I'm trying to compute two variables on the basis of a set of basic decision rules. However, the computation for most rows depends on values in other rows, which requires this computation to be performed sequentially. I can't figure out how to do this efficiently (ideally in the tidyverse). Thanks in advance!
Data:
Each row of the dataset represents a submitted work report.
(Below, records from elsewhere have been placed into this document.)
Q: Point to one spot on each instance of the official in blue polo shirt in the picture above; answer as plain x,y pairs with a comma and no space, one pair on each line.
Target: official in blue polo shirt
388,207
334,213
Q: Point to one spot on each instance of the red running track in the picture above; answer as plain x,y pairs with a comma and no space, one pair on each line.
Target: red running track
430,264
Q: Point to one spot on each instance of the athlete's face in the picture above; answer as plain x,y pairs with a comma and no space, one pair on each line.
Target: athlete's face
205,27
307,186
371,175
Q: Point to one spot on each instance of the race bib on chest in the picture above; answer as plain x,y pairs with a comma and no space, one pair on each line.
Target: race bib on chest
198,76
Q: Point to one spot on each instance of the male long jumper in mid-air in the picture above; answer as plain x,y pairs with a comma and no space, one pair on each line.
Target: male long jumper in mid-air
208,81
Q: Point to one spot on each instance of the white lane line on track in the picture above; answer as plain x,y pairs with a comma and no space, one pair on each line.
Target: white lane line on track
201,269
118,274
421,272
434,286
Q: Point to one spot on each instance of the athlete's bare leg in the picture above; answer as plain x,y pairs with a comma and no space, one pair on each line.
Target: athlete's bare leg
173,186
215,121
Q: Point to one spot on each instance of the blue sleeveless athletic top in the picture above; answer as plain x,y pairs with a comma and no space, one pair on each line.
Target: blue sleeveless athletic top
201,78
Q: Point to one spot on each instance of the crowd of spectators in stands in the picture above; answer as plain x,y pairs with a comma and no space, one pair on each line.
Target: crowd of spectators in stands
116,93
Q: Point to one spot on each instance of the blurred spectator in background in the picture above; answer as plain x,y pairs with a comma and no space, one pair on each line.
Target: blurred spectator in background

Each report is nested in a group
, with k
indicating the index of the report in the group, and n
representing the number of reports in the group. time
is the timestamp of the submission, length
is the approximate length of the work, in minutes, and wait
represents whether there was a wait before starting the work (wait == 1
) or whether the work was started immediately after finishing the previous one (wait == 0
)
+-------+---+---+---------------------+--------+------+
| group | k | n | time | length | wait |
+-------+---+---+---------------------+--------+------+
| A | 1 | 5 | 2017-10-17 12:43:29 | 17.5 | 1 |
| A | 2 | 5 | 2017-10-17 12:44:52 | 45.5 | 0 |
| A | 3 | 5 | 2017-10-17 12:45:58 | 17.5 | 1 |
| A | 4 | 5 | 2017-10-17 13:45:31 | 5 | 1 |
| A | 5 | 5 | 2017-10-17 13:46:48 | 17.5 | 0 |
| B | 1 | 3 | 2017-11-14 12:07:18 | 45.5 | 1 |
| B | 2 | 3 | 2017-11-14 12:14:43 | 45.5 | 1 |
| B | 3 | 3 | 2017-11-14 12:17:45 | 45.5 | 1 |
+-------+---+---+---------------------+--------+------+
Edit: importable data example
structure(list(group = c("A", "A", "A", "A", "A", "B", "B", "B"
), k = c(1L, 2L, 3L, 4L, 5L, 1L, 2L, 3L), n = c(5L, 5L, 5L, 5L,
5L, 3L, 3L, 3L), time = structure(c(1508258609.388, 1508258692.614,
1508258758.234, 1508262331.385, 1508262408.434, 1510679238.849,
1510679683.961, 1510679865.964), class = c("POSIXct", "POSIXt"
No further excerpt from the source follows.